Frequently Asked Questions
What is the maximum number of people who can be enrolled in this clinical trial?
"The sponsor, Passage Bio, Inc., needs to enroll 6 individuals that fit the bill in order to commence this study. The clinical trial will take place at University of California at San Francisco and University of Toronto."
In how many different medical facilities is this research project being conducted today?
"To make things more convenient for participants, this trial is enrolling at 5 sites which are situated in close proximity to large metropolitan areas. The cities with clinical trial sites include San Francisco, Toronto, New york and 5 others."
Are we currently enrolling individuals for this experiment?
"The correct answer is that this trial, as indicated by information on clinicaltrials.gov, is actively looking for subjects. This study was first posted on September 14th 2021 and has since been updated April 26th of this year. They are expecting to have 6 patients total at 5 locations."
Who would be an ideal candidate for this test group?

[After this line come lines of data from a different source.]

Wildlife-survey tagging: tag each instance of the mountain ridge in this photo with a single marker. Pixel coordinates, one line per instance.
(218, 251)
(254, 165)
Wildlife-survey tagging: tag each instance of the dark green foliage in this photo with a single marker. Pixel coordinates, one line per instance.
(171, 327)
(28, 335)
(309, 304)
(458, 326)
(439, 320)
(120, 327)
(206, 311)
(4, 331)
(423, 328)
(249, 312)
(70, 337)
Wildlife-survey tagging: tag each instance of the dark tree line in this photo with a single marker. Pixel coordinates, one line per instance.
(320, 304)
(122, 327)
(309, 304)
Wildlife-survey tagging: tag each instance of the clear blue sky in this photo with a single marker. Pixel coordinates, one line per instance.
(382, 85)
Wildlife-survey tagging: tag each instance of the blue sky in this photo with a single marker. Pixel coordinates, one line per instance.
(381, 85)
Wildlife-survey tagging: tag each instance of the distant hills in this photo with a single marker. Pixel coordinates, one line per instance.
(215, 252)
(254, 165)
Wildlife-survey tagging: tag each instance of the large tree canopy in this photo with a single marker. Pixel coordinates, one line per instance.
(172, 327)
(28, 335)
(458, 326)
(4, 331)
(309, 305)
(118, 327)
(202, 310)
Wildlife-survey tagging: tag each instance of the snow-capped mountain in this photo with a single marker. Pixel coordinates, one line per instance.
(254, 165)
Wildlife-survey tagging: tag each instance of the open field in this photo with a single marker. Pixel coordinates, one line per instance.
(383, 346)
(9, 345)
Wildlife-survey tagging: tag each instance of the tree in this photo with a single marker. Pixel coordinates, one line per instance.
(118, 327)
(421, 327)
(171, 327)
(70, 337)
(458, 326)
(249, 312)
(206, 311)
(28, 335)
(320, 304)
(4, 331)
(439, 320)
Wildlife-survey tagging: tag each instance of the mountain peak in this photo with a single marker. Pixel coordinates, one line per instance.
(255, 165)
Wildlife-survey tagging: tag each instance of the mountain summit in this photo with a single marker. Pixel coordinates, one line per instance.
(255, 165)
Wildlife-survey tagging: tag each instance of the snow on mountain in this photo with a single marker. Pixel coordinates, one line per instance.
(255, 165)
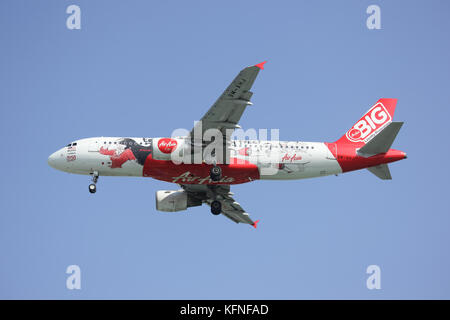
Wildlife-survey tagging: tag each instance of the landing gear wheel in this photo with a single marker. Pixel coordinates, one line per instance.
(215, 173)
(216, 207)
(92, 188)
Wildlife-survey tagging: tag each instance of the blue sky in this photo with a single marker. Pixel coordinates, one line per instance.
(144, 68)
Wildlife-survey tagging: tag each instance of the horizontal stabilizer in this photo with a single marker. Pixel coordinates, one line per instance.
(381, 171)
(382, 142)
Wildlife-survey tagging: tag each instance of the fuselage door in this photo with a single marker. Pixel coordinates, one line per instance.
(331, 149)
(94, 146)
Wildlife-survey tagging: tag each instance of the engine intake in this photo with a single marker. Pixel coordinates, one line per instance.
(171, 201)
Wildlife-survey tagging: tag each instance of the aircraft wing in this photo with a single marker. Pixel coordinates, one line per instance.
(230, 208)
(226, 112)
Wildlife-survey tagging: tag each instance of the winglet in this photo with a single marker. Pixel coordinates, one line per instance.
(261, 65)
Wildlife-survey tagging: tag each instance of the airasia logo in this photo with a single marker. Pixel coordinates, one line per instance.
(167, 145)
(376, 118)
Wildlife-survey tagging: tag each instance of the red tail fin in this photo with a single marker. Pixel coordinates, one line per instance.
(371, 123)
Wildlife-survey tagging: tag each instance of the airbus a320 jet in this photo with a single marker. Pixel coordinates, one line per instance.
(366, 145)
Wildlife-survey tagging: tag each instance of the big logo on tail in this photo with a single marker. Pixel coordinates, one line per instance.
(370, 124)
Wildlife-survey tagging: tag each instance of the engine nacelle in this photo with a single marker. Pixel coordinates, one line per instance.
(171, 201)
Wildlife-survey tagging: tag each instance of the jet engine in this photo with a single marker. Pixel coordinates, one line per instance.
(172, 201)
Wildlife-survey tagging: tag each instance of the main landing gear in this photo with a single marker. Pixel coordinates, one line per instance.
(92, 186)
(215, 173)
(216, 207)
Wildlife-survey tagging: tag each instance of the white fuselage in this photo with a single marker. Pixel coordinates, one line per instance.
(111, 156)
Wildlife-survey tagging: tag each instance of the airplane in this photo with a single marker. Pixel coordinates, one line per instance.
(366, 145)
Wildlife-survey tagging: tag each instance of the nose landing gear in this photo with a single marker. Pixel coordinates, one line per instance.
(92, 186)
(216, 207)
(215, 173)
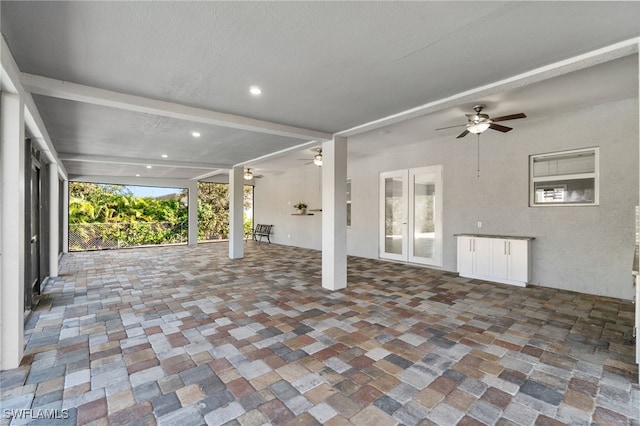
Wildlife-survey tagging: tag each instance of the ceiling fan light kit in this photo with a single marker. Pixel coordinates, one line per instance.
(478, 123)
(478, 128)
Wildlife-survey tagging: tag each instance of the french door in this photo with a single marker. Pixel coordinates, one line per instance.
(411, 215)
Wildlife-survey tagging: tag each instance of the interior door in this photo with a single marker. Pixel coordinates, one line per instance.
(393, 220)
(411, 215)
(425, 218)
(33, 262)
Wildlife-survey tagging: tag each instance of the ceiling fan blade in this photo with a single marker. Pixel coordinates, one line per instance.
(509, 117)
(499, 127)
(463, 134)
(451, 127)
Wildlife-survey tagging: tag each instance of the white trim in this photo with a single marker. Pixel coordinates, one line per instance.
(107, 159)
(605, 54)
(92, 95)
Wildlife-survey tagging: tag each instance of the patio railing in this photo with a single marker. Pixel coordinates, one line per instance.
(101, 236)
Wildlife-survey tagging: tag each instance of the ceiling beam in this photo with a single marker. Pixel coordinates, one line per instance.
(576, 63)
(107, 159)
(210, 174)
(11, 81)
(92, 95)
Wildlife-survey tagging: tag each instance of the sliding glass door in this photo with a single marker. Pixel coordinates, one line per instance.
(411, 215)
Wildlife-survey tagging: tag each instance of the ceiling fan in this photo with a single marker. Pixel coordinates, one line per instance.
(479, 122)
(317, 159)
(248, 174)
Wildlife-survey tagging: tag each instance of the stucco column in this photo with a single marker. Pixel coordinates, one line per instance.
(65, 216)
(334, 214)
(12, 244)
(54, 219)
(193, 213)
(236, 213)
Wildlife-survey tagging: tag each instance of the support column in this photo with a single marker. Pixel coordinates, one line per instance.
(236, 213)
(334, 214)
(65, 216)
(12, 229)
(54, 219)
(193, 213)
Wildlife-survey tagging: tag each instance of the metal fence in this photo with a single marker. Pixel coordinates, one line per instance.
(101, 236)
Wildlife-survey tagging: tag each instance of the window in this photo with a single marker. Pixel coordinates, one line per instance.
(348, 202)
(568, 178)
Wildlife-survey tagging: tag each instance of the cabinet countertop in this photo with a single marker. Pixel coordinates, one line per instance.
(506, 237)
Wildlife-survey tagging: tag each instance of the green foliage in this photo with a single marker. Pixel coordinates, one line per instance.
(213, 210)
(128, 221)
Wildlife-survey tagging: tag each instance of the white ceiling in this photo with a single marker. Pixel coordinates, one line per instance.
(323, 66)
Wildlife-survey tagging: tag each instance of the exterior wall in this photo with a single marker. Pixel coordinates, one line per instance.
(585, 249)
(274, 197)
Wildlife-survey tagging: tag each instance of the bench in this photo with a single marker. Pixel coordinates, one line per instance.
(262, 231)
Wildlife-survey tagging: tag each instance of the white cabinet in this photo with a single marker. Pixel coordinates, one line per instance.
(495, 258)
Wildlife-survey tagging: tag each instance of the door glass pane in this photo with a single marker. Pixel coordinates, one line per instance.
(393, 218)
(424, 232)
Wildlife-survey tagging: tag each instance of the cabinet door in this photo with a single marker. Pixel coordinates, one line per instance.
(518, 251)
(500, 258)
(465, 255)
(482, 254)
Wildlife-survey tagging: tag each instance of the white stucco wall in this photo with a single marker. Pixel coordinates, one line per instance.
(585, 249)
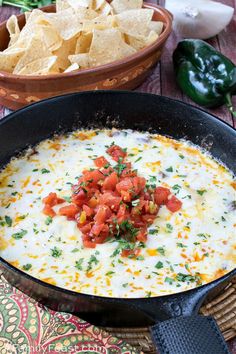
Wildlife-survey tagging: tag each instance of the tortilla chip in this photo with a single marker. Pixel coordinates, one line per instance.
(36, 50)
(83, 43)
(76, 4)
(40, 66)
(67, 48)
(72, 67)
(82, 60)
(27, 31)
(135, 22)
(124, 5)
(156, 26)
(108, 46)
(49, 36)
(140, 43)
(67, 25)
(13, 29)
(105, 9)
(9, 58)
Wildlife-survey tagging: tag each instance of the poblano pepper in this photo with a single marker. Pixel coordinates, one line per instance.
(204, 74)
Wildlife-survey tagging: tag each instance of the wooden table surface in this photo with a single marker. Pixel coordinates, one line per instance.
(162, 81)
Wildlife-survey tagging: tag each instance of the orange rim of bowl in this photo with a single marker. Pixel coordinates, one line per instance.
(117, 64)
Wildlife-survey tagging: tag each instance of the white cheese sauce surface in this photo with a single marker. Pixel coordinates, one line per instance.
(184, 249)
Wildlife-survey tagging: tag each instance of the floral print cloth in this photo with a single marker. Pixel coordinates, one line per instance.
(28, 327)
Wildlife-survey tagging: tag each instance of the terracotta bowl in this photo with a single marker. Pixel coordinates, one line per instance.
(17, 91)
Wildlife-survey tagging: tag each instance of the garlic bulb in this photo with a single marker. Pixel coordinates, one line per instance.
(199, 18)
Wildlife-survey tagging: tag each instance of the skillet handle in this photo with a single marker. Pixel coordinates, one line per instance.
(189, 335)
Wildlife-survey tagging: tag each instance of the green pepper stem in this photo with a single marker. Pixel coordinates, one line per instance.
(229, 104)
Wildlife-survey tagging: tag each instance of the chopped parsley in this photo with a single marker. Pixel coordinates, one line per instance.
(138, 159)
(153, 231)
(128, 231)
(78, 264)
(161, 250)
(48, 220)
(120, 167)
(19, 235)
(8, 220)
(169, 228)
(56, 252)
(27, 266)
(176, 188)
(180, 244)
(92, 261)
(169, 280)
(187, 278)
(159, 265)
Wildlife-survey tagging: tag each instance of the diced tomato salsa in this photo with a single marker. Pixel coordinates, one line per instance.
(113, 202)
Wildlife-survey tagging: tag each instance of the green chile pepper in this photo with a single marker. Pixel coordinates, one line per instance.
(204, 74)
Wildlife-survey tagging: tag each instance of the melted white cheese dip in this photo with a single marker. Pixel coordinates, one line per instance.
(198, 242)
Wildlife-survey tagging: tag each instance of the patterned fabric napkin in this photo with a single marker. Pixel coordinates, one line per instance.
(28, 327)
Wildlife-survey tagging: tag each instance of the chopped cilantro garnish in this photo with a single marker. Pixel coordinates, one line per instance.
(159, 265)
(19, 235)
(93, 261)
(161, 250)
(8, 220)
(48, 220)
(153, 231)
(128, 230)
(120, 167)
(169, 280)
(169, 228)
(180, 244)
(187, 278)
(176, 188)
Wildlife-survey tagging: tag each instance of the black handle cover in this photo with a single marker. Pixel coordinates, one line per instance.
(189, 335)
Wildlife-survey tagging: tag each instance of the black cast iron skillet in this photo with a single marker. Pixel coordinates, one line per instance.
(177, 327)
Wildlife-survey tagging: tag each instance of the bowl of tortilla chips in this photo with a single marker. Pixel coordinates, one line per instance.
(79, 45)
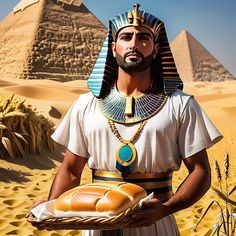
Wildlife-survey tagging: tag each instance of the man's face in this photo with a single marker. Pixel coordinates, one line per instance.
(134, 49)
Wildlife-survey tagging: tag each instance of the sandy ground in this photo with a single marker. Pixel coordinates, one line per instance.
(24, 181)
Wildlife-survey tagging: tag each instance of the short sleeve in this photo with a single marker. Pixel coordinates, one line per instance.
(70, 133)
(196, 131)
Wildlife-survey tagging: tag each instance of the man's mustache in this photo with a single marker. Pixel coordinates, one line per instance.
(131, 52)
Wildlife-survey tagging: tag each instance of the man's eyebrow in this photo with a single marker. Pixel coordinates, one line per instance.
(126, 33)
(138, 33)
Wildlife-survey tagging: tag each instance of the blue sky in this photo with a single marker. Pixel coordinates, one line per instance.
(211, 22)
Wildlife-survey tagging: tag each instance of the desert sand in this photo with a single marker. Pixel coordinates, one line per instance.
(24, 181)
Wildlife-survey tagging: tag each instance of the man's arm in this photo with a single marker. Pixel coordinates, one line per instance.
(68, 175)
(190, 191)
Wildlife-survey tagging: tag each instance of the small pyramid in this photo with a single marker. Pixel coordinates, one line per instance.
(49, 39)
(194, 62)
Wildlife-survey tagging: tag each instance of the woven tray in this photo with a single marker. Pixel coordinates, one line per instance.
(115, 222)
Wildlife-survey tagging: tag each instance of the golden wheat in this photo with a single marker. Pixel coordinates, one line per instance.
(22, 129)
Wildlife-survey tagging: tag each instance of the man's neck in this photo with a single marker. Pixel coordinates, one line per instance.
(133, 84)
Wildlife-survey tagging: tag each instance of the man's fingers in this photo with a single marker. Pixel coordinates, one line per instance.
(33, 206)
(150, 202)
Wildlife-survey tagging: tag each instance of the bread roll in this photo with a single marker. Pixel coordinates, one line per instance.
(98, 199)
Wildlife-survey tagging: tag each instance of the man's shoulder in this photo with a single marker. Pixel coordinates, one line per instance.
(84, 99)
(180, 94)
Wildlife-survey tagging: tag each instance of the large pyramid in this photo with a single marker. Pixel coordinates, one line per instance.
(194, 62)
(49, 39)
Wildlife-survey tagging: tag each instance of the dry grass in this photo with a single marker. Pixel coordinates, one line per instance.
(226, 222)
(22, 129)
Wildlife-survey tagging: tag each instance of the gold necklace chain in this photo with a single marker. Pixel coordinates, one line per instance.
(117, 134)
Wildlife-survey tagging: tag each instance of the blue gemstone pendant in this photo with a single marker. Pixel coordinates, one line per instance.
(125, 156)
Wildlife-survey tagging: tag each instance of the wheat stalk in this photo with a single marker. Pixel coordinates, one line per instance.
(22, 129)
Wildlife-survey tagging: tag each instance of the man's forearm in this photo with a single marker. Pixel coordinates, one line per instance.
(190, 191)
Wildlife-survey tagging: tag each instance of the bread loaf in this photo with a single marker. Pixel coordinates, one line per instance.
(98, 199)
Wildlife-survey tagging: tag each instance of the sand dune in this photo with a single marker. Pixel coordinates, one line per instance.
(24, 181)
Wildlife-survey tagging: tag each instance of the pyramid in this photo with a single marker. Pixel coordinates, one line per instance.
(49, 39)
(194, 62)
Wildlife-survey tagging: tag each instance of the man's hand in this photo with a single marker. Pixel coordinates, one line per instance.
(33, 206)
(151, 211)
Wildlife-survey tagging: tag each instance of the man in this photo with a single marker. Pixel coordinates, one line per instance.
(137, 125)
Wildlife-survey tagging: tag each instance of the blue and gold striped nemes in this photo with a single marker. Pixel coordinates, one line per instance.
(158, 183)
(163, 68)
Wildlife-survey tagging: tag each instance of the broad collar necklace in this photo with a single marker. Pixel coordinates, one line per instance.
(129, 110)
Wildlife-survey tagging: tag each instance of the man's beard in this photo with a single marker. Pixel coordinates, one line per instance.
(133, 65)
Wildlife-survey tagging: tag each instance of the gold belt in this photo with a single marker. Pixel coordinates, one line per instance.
(158, 183)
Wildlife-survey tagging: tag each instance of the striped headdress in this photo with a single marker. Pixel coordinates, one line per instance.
(163, 68)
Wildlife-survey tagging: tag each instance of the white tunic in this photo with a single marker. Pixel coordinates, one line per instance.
(179, 130)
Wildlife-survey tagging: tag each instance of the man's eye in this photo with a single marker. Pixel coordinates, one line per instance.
(126, 37)
(144, 37)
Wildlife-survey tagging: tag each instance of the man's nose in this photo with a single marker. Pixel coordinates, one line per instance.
(134, 43)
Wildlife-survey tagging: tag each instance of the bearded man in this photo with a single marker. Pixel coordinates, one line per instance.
(136, 125)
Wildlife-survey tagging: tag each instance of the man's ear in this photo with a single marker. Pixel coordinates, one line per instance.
(113, 47)
(155, 50)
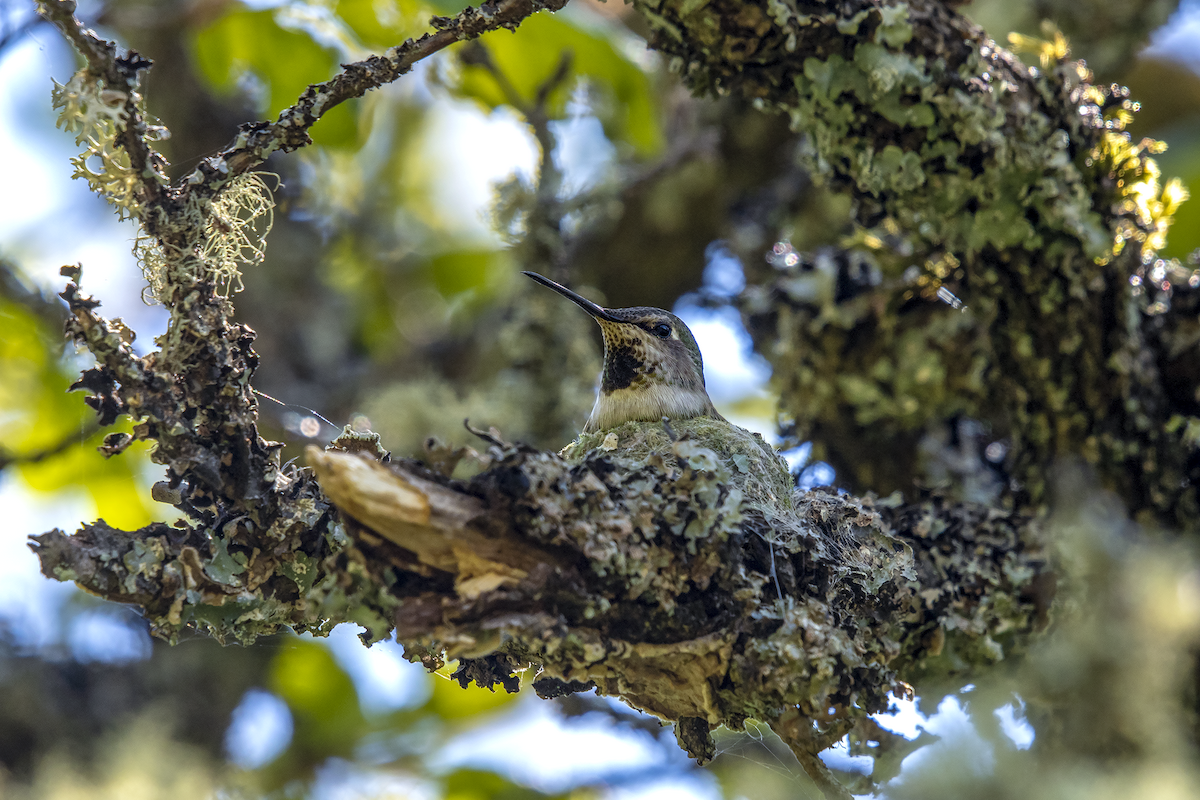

"This study is only for patients with semantic dementia that are between 35 and 75 years old. They will be one of six people taking part in the clinical trial."
What are the aims of this research project?
"This trial's primary outcome is the number of participants with clinically significant laboratory abnormalities, which will be assessed over a period of approximately 5 years. Secondary outcomes include change in survival, change in concentration of biomarker of disease progression in CSF, and change in brain anatomy as assessed by MRI."
Is this trial open to patients who are under the age of 80 years old?
"As this clinical trial's eligibility criteria state, the minimum age requirement for participation is 35 while the maximum is 75."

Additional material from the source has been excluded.